Drug Safety August 2007 30(8):669-675
Reuters August 28, 2007
Washington Post August 28, 2007
Dr. Mercola's Comments:I strongly agree with many of the posters on this article that doctors should not be made scapegoats to this unfortunate finding. Most physicians are intelligent, well intentioned individuals who truly believe that they are dong the best they possibly can for their patients. They are clueless that they are merely pawns in the system that is spending tens of billions of dollars EVERY year to manipulate and deceive them into believing drugs and surgery are the best solution for chronic degenerative health conditions.
When you think about it for awhile it is not that much of a stretch since it certainly true for acute traumas, all they had to do was extend that view to degenerative diseases and when you have tens of billions to invest in purchasing the best marking minds on the planet, this is a relatively easy change to achieve. The results speak for themsevles, the drug companies have been fabuloulsy successful in capturing the minds of logic of most of the brightest and educated professionals our country has ever seen.
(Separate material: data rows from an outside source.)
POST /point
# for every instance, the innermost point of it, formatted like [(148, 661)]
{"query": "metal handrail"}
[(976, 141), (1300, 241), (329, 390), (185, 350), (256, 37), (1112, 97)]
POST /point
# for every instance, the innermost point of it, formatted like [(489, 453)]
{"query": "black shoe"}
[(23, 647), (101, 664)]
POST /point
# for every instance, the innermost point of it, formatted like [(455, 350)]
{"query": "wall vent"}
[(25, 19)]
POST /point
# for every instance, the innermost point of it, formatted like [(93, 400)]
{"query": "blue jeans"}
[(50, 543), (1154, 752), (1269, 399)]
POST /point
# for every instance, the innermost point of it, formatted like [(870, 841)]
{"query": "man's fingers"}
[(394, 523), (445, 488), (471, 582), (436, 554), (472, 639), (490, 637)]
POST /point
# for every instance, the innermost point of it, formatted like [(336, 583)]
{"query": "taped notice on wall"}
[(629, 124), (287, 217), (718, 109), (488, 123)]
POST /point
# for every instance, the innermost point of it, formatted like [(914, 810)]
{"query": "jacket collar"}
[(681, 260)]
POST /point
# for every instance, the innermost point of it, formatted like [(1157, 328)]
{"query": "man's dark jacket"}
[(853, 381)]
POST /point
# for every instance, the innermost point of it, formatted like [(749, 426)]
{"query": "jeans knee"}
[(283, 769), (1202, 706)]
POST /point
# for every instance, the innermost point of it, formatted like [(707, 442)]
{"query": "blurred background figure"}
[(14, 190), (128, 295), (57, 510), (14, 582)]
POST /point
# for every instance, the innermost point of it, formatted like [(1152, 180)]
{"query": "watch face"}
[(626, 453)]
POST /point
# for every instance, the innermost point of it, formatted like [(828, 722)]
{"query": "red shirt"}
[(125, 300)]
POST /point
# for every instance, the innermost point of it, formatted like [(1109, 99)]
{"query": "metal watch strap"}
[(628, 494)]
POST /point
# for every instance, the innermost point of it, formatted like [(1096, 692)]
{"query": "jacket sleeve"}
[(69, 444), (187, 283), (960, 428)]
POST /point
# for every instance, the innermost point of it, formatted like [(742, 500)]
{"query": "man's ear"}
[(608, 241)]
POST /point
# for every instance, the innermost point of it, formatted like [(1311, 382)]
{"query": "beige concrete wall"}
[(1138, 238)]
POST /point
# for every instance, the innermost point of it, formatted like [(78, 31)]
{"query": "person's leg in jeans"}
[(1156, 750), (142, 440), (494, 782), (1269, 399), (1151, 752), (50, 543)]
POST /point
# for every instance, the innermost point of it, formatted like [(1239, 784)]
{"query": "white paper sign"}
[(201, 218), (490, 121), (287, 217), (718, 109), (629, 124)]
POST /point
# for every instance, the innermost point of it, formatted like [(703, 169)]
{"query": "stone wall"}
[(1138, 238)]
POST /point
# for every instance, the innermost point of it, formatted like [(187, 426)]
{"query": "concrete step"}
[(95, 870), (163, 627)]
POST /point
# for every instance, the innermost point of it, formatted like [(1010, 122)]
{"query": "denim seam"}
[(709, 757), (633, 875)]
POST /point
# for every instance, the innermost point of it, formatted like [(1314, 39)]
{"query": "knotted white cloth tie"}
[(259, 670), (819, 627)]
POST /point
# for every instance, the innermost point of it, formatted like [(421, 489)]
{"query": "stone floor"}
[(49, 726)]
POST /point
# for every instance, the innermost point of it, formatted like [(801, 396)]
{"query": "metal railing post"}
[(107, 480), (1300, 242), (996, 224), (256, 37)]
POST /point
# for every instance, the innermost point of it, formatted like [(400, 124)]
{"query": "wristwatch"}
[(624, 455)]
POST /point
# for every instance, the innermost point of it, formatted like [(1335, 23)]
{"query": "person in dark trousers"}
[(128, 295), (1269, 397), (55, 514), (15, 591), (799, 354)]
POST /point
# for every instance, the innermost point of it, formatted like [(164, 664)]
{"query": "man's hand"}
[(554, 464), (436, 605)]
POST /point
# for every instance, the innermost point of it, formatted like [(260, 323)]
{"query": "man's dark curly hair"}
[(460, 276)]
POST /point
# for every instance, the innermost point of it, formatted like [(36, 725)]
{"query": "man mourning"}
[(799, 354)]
BUT, they have only done this temporarily. The Internet will change all that. This site is helping to educate consumers and health professionals alike about the fraud and deception. So many physicians are deceived that they are not at all motivated to listen to their patients' concerns about the medications they’re taking. This is particularly tragic when you consider that prescription drugs result in more than 700,000 visits to the emergency room in the United States every year.
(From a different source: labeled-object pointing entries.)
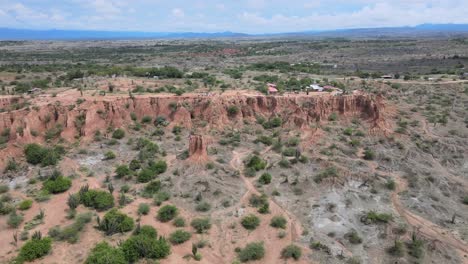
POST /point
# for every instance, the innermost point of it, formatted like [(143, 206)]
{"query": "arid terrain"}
[(114, 141)]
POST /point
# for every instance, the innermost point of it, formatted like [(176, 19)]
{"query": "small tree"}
[(167, 213), (250, 222)]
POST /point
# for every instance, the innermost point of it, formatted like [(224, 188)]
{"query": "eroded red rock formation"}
[(197, 148), (99, 113)]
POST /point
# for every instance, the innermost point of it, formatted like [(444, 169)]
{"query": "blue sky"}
[(249, 16)]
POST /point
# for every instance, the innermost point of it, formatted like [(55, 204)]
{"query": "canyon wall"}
[(100, 113)]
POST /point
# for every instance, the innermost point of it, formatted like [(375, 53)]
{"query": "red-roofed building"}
[(272, 88)]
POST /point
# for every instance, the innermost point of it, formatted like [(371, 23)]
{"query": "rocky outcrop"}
[(99, 113), (197, 148)]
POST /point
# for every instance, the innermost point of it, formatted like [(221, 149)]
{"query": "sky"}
[(246, 16)]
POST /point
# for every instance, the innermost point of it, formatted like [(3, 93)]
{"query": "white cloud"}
[(178, 13), (256, 4)]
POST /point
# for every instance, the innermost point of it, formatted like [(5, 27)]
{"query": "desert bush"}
[(118, 133), (179, 222), (266, 140), (122, 171), (203, 207), (201, 225), (57, 184), (116, 222), (328, 172), (71, 233), (152, 187), (143, 209), (258, 201), (265, 178), (14, 219), (353, 237), (4, 189), (97, 199), (146, 175), (103, 253), (252, 251), (25, 204), (369, 154), (146, 119), (291, 251), (397, 249), (390, 184), (250, 222), (158, 167), (256, 163), (278, 222), (109, 155), (167, 213), (144, 243), (34, 249), (161, 197), (232, 110), (415, 247), (179, 237), (36, 154)]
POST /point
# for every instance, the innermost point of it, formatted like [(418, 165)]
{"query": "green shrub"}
[(327, 173), (203, 207), (122, 171), (258, 201), (465, 200), (145, 244), (152, 187), (201, 225), (97, 199), (57, 184), (167, 213), (146, 120), (103, 253), (256, 163), (416, 247), (116, 222), (109, 155), (252, 251), (118, 134), (4, 189), (397, 249), (146, 175), (71, 233), (179, 222), (179, 237), (34, 153), (232, 110), (158, 167), (265, 179), (143, 209), (373, 217), (369, 154), (390, 184), (250, 222), (14, 219), (278, 222), (353, 237), (161, 197), (25, 205), (34, 249), (291, 251)]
It is also a shame that doctors are so quick to interrupt their patients as it may be only have about 23 seconds to state your concerns before your doctor will interrupt you, which may at least partly explain why most patients had to initiate the drug side effects conversation, or not have it at all.
Physicians certainly do have some responsibility here, particularly in being familiar with, and open to, the fact that drugs often cause side effects (and sometimes strange ones at that).
Drug Companies Are Influencing Your Doctor
In the United States an estimated 80,000 drug company representatives, backed by more than $19 billion of industry's combined annual promotional budgets, are visiting doctors every day. These visits are influencing your doctor, essentially biasing him or her in favor of drugs.
Drug companies do not stop there. They spend millions each year to influence Congress, and similar amounts to influence YOU (via TV commercials, magazine ads, and the like) to ask your doctor specifically for their drug, the way you might ask for a particular brand of food in the supermarket.
Only a very well-informed, open-minded physician will be able to withstand this brainwashing (that actually starts way back in medical school)!
What can you do?
You are making the first major step already; you’re getting informed about what’s really going on.
YOU now know that if you suspect a drug is causing you a side effect, you must be sure that your doctor does not dismiss it. If he or she refuses to acknowledge it, you must seek out another doctor who will. As many Vital Votes readers have also pointed out, you can make a difference by printing out informative articles from and elsewhere, and giving them to your doctor.
Doctors are only human, and many will be very receptive to the information contained in these pages.